順風満帆に立身出世していく母方祖父末永貞蔵ですが、多忙になっても家庭内のことに手抜きはしません。
上京した際に訛りでかなり苦労した経験から、家庭内では標準語で話すよう努めます。
婆ちゃんがコテコテの前谷地弁で話すと貞蔵は、かくかくしかじかな訳で子供達の前では特に標準語で話して欲しい、と諭すように説いています。
また、子供達にテーブルマナーを教えるといった試みもなされたようです。いつ社交界に出しても恥ずかしくないようにとの配慮からでしょう。
教育熱心な一方で家父長としての威厳も保っており、専業主婦である婆ちゃんは貞蔵より必ず早く起きることが義務付けられていました。勿論、貞蔵が家族の誰よりも率先し、主導し、責任を果たしたことは言う迄もありません。
そんな貞蔵ですが頭痛のタネとなる2人の男兄弟がいました。
5弟荘蔵と異父兄阿部松吉です。
ソンズ叔父さんこと末弟荘蔵は、役者の道を挫折した後、職を転々とし、ある時は石巻市湊で質屋を営む荘蔵の叔母・榧野マサヨのところで手伝い兼修業をしたこともあったようですが、やがて全国をドサ回りする旅芸人のようなことをしたりとか、要するに風天の、今で言うプータローにしか過ぎませんでしたが、当時は遊佐屋という宣伝屋(チンドン屋?)に籍を置いて切符切りなどをしていましたが、交際相手に捨てられて自棄糞になっていたようです。
鰐山の母方実家末永家には、たまに栗団子をお土産に持って来ては3兄貞蔵にカネを無心(というよりタカり)にやって来ていました。
貞蔵は気前良く荘蔵にカネをやるのですが、子供達がそんな真似をすれば烈火の如く怒る癖に、何故道楽者の弟なんかにくれてしまうのかと婆ちゃんが詰ると、貞蔵は荘蔵の哀れな生い立ちを語り、兄として何もしてやれなかったことを後悔するが故にこうして融通してやってるんだ、なのでどうか許してやってくれないか、と懇願するのです。

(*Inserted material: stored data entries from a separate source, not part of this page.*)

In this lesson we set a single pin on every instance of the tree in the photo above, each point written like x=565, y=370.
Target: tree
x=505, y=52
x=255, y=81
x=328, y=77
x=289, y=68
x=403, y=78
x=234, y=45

これにはさしもの婆ちゃんも舌の矛を収めるのですが、内心は納得しません。
荘蔵と伯父とは馬が合ったようで、荘蔵が伯父を連れて映画を見に行ったりしていたようです。
そんな伯父が小学6年の昭和31年(1956)の夏に、荘蔵は病気か怪我か不明ですが入院し、すぐに退院しています。
荘蔵はだらしない性格ながら、末っ子ゆえに母性本能をくすぐる性質だったか、とかく人望に恵まれていました。交際相手にフラれた荘蔵はその持ち前の魅力ですぐに新しい相手を見つけ、結婚しています。
結婚後、荘蔵は玉造郡鳴子町(大崎市鳴子温泉)にドサ回りしていた際、誰がしかの伝手で湧泉地を購入し、有楽荘という温泉旅館兼ディスコを夫婦で営みます。
有楽荘という名は、荘蔵が若い頃思い出の地だった東京都千代田区有楽町に由来するのサと、説明するのですが、婆ちゃんに言わせれば、“そぃなのはデダラメでがぃんすぺァ(そのような話は出鱈目でしょうよ)”と切って捨てています。
織田有楽斎長益も勿論違うでしょうし、おいらも由来について色々考えてみましたが、当然荘蔵の真意はわかりませんでした。
鳴子温泉旅館兼ディスコ有楽荘は元号が変わる瞬間まで経営が続いていましたが、荘蔵没後、一人娘の結婚とその夫の実家がある山形県最上郡に移ったことにより、人手に渡しています。
経営は山あり谷ありだったようですが、周囲に助けられながら生涯宿屋の大将であり続けられたことは、やはりその持って産まれた人望、人徳の故でしょうか。
こうして見ると末永泰蔵の子供達は、長兄貞吉は不世出の天稟の才能を、3男貞蔵は経営者としての才能を、そして5男荘蔵は魅力と娯楽の才能を、それぞれ受け継いで、それは逆に、3人合わせて父一人分に相当していたことになるでしょうか。